Te zbiorniki powinny być połączone szeregowo i i jako tandem pracować cały czas...
Do każdego powinna być zainstalowana grzałka o mocy zbliżonej do mocy instalacji fotowoltaicznej ...
W pierwszej kolejności ma być grzany zbiornik wyjściowy na instalacje domowe a jak osiągnie np 80* to automatycznie ma przełączać się na drugi zbiornik ...

----------


## CityMatic

> Te zbiorniki powinny być połączone szeregowo i i jako tandem pracować cały czas...
> Do każdego powinna być zainstalowana grzałka o mocy zbliżonej do mocy instalacji fotowoltaicznej .

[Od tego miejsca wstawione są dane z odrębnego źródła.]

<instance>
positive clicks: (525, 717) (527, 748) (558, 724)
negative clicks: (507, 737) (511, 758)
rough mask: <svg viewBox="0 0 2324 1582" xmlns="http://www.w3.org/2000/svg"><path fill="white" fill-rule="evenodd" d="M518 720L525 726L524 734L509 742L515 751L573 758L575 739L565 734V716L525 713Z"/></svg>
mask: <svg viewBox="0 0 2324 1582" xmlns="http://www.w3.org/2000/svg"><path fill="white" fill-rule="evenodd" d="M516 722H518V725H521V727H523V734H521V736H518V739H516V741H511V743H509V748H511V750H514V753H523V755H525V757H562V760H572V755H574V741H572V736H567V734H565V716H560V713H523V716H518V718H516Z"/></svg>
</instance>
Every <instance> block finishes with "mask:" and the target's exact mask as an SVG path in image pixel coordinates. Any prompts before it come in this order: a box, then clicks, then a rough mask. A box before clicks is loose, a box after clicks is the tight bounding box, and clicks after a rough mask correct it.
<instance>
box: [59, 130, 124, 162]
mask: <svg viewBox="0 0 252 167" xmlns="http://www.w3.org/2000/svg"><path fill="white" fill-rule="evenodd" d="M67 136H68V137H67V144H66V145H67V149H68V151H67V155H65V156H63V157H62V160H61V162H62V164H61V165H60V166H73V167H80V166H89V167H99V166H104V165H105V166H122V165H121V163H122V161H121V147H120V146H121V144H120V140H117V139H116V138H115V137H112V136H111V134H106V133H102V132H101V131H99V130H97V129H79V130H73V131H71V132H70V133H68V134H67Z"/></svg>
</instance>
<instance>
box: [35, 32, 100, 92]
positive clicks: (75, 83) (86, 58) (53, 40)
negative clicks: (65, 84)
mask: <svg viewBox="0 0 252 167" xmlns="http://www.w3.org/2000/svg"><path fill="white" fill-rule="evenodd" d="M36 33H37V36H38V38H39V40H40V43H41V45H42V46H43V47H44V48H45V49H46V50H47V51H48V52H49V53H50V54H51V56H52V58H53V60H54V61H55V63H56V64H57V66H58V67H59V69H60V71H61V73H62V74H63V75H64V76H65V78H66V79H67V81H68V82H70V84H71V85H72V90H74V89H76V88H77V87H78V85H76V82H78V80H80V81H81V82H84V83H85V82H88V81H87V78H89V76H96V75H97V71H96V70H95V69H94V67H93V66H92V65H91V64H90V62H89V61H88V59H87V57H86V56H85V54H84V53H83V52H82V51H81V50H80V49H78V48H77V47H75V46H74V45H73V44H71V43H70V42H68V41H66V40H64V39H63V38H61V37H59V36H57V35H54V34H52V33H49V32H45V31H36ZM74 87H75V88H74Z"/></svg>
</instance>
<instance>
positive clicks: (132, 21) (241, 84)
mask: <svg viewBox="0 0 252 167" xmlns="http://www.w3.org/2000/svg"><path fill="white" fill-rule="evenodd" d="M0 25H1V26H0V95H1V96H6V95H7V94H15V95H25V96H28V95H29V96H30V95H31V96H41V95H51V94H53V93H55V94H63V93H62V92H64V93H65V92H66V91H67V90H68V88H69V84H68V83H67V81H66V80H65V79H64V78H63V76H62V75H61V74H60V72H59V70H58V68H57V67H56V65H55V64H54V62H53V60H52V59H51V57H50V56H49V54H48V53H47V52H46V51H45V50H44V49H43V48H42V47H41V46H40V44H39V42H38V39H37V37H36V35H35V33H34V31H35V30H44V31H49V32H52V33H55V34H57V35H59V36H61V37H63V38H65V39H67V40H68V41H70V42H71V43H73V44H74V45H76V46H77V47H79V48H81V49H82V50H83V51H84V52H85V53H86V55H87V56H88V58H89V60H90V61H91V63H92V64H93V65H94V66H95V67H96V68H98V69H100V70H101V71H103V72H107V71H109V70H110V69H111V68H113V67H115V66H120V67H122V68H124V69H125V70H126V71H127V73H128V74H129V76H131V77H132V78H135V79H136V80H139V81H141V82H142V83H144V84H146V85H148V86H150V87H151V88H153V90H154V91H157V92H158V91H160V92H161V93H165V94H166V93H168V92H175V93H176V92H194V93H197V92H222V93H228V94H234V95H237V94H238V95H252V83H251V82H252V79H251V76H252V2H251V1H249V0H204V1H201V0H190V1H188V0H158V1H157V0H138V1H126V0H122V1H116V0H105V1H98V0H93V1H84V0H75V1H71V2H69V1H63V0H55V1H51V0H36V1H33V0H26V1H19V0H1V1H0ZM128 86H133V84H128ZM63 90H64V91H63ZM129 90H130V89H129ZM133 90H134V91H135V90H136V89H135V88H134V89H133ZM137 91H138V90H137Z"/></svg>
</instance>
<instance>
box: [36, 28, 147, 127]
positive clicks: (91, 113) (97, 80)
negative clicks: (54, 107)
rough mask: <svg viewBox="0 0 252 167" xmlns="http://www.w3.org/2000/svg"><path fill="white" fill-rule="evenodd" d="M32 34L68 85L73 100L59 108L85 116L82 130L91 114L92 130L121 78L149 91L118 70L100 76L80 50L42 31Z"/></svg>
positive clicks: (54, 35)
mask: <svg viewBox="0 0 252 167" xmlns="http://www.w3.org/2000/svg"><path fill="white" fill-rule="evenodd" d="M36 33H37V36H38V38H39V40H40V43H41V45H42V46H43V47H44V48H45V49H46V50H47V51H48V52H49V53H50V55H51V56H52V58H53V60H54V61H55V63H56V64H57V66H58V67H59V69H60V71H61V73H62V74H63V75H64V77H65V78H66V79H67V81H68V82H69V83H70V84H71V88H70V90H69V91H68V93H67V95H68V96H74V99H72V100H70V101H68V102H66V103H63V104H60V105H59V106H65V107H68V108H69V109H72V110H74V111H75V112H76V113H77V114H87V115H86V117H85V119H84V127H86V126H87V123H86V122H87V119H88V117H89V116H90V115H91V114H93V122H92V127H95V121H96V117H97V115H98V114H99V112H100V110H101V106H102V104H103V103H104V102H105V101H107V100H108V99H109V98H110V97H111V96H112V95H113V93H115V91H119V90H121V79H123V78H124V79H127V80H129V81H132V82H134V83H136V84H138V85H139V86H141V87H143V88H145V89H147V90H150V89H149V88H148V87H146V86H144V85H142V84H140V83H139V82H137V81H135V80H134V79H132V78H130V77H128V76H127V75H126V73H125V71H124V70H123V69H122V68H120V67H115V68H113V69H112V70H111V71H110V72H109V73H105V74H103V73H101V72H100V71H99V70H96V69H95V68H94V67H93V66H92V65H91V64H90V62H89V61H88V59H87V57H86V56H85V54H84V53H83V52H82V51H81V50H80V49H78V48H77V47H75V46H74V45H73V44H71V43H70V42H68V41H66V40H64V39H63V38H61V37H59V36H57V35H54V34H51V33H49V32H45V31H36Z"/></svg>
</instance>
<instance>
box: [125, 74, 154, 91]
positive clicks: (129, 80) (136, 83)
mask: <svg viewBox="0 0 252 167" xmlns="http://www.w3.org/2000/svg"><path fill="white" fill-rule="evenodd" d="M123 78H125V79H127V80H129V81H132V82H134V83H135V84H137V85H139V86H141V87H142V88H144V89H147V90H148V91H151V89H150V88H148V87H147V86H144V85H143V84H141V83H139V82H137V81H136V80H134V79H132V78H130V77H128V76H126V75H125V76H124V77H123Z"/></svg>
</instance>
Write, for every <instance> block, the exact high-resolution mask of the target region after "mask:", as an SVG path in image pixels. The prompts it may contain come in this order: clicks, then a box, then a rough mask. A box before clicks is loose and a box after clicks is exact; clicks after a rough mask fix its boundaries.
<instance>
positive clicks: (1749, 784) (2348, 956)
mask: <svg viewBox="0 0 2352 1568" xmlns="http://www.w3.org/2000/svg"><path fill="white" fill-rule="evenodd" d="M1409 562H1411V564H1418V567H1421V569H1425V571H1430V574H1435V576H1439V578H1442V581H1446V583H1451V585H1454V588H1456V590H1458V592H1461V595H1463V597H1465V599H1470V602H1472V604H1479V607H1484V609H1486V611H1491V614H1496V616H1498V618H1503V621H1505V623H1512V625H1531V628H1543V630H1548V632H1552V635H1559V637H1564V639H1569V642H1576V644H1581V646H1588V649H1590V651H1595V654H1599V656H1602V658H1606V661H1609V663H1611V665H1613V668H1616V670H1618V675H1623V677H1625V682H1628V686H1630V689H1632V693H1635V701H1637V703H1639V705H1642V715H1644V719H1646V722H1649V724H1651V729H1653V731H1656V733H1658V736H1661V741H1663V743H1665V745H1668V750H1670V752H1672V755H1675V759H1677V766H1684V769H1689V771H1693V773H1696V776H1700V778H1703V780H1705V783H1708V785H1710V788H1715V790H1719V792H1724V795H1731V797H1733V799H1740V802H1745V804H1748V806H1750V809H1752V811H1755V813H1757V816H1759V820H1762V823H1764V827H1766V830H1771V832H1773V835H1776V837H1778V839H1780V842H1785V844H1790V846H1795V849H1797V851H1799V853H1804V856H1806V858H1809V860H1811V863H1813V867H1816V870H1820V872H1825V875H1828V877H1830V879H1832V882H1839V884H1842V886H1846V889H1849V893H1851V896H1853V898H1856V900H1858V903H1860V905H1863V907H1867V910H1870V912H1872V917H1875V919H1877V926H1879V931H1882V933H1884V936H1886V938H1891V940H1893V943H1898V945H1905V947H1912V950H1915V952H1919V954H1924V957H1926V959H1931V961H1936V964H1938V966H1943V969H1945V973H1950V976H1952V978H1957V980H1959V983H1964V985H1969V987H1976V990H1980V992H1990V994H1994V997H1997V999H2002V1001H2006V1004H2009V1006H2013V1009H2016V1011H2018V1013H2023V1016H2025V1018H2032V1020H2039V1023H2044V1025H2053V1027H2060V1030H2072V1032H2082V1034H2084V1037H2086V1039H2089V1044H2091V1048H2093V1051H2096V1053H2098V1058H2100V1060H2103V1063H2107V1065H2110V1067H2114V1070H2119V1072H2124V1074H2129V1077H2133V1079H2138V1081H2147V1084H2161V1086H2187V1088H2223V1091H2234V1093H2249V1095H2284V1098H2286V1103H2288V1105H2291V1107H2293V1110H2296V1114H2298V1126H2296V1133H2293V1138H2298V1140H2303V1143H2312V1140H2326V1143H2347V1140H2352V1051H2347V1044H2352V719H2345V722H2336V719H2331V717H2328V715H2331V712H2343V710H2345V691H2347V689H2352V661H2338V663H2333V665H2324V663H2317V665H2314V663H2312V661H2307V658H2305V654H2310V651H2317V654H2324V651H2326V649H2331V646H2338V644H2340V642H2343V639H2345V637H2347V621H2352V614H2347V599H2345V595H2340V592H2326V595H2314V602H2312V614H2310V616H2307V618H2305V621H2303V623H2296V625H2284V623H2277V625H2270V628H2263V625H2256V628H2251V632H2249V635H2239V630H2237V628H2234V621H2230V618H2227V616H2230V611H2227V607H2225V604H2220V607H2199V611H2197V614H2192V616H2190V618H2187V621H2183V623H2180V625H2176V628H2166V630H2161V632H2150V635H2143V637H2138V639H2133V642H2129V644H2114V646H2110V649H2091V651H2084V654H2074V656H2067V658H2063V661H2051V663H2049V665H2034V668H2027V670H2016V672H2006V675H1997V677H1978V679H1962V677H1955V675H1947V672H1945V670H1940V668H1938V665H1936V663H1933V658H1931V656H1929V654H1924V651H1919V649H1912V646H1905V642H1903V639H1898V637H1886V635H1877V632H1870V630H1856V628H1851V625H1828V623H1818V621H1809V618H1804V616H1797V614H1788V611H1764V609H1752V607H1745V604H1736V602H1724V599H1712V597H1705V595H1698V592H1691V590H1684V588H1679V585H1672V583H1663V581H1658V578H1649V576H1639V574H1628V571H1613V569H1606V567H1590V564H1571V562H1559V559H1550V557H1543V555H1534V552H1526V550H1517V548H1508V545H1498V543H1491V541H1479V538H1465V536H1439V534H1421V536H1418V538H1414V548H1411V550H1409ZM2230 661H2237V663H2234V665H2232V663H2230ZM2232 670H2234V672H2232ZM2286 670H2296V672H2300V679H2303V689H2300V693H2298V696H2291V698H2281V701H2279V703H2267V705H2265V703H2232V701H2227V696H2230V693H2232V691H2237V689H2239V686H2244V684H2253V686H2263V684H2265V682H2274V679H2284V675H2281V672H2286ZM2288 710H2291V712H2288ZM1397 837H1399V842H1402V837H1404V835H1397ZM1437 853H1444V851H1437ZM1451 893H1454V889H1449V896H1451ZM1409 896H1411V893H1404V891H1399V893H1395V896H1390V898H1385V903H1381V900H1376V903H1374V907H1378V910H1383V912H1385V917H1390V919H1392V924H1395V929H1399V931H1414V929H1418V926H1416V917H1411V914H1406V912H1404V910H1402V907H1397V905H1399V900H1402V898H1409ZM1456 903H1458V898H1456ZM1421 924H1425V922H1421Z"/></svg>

Zgadzam się w zupełności, woda ogrzana jest wypychana przez wodę ze zbiornika poprzedzającego.  :yes:

----------


## CityMatic

> czyli co bys konkretnie polecil  aby zamienic przetwornice na ktory falownik


Nie ma priorytetów.... taki który dobrze będzie współpracował z posiadanymi panelami, ale to wiąże się ze zmianą umowy, wymianą licznika-zapewne na jakiś nowy, wspólnym podziałem opłat itp. Nie wiem czy istnieje możliwość umowy prosumenckiej dla wspólnoty.
To co macie obecnie jest układem niezależnym od dostawcy ee.

----------


## 23061988PAWEL

> Nie ma priorytetów.... taki który dobrze będzie współpracował z posiadanymi panelami, ale to wiąże się ze zmianą umowy, wymianą licznika-zapewne na jakiś nowy, wspólnym podziałem opłat itp. Nie wiem czy istnieje możliwość umowy prosumenckiej dla wspólnoty.
> To co macie obecnie jest układem niezależnym od dostawcy ee.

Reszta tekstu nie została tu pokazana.